Same thing should and will happen with online content - its just a matter of time. So when you complain about archiver.org or whoever, say thanks that there are no currently laws that legally oblige you to submit your content and its changes to something like library-of-congress.gov - and take it easy :)

But I fully agree - further development of robots.txt is really necessary - this development should give better control to publishers over how their content is handled by automated programs like those that crawl for search engines.

Pfui

11:26 pm on Apr 15, 2006 (gmt 0)

WebmasterWorld Senior Member 10+ Year Member Top Contributors Of The Month



Lord Majestic, I'm sorry but I have trouble following your legal reasoning (in both of your posts), so I still hope this thread becomes more than yet another debate about who thinks copyright means what, and where, and when, and how, and why -- all topics already entertained (and/or endured:) by the "Content, Writing and Copyright [webmasterworld.com]" Forum on a near-daily basis.

That said, it's nice to see that re the following, you and I very much agree:

"Further development of robots.txt is really necessary - this development should give better control to publishers over how their content is handled by automated programs like those that crawl for search engines."

Amen.

Now the question is -- developed by whom? And for what benefit beyond the praise of a million small site owners? (Hmmm... Make a product, sell it even for a buck -- hey, that's a lot of praise:)

Clark

1:34 pm on Apr 16, 2006 (gmt 0)

WebmasterWorld Senior Member 10+ Year Member



I have a problem with some of the analogies used.

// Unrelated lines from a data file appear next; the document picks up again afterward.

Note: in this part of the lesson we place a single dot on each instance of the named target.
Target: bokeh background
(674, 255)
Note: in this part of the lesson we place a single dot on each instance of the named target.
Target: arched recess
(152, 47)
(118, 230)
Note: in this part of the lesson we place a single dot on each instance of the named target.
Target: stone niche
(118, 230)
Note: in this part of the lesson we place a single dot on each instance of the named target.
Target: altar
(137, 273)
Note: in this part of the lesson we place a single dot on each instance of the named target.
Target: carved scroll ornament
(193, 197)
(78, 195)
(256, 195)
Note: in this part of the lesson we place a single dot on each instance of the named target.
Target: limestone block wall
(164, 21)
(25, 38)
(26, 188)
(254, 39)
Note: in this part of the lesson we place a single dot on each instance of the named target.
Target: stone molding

Google is not a library. The Library of Congress is a government body. Public Libraries are not for profit. Google, Yahoo etc are. Webarchive is a non-profit arm of the for profit Amazon.com. But it isn't government-run.

And although sometimes people consider opening a website as being analogous to being a publisher, it isn't really quite the same.

You may have only a logo on your site. Are you publishing? Well that same logo may be what's in front of your physical store. And being a store is definitely not being a publisher, although someone can conceivably take a picture of your store's logo and send it to the Library of Congress.

Lord Majestic

12:18 pm on Apr 17, 2006 (gmt 0)

WebmasterWorld Senior Member 10+ Year Member



Now the question is -- developed by whom? And for what benefit beyond the praise of a million small site owners?

In theory any big search engine would benefit from better version of robots.txt and so will small site owners - it would allow to control traffic usage better thus reducing wastage.

Google is trying to achieve it via sitemaps, however even though its supposedly "open" standard, they chose to encourage people submit data directly to Google, thus its not useable by other SEs - little suprise that overall sitemaps did not succeed big time, at least they did not overtake robots.txt. Perhaps there are few webmasters who care about these details?

Clark: time will tell, for now courts seem to accept that what search engines do is under fair use - at least insofar as text search is concerned.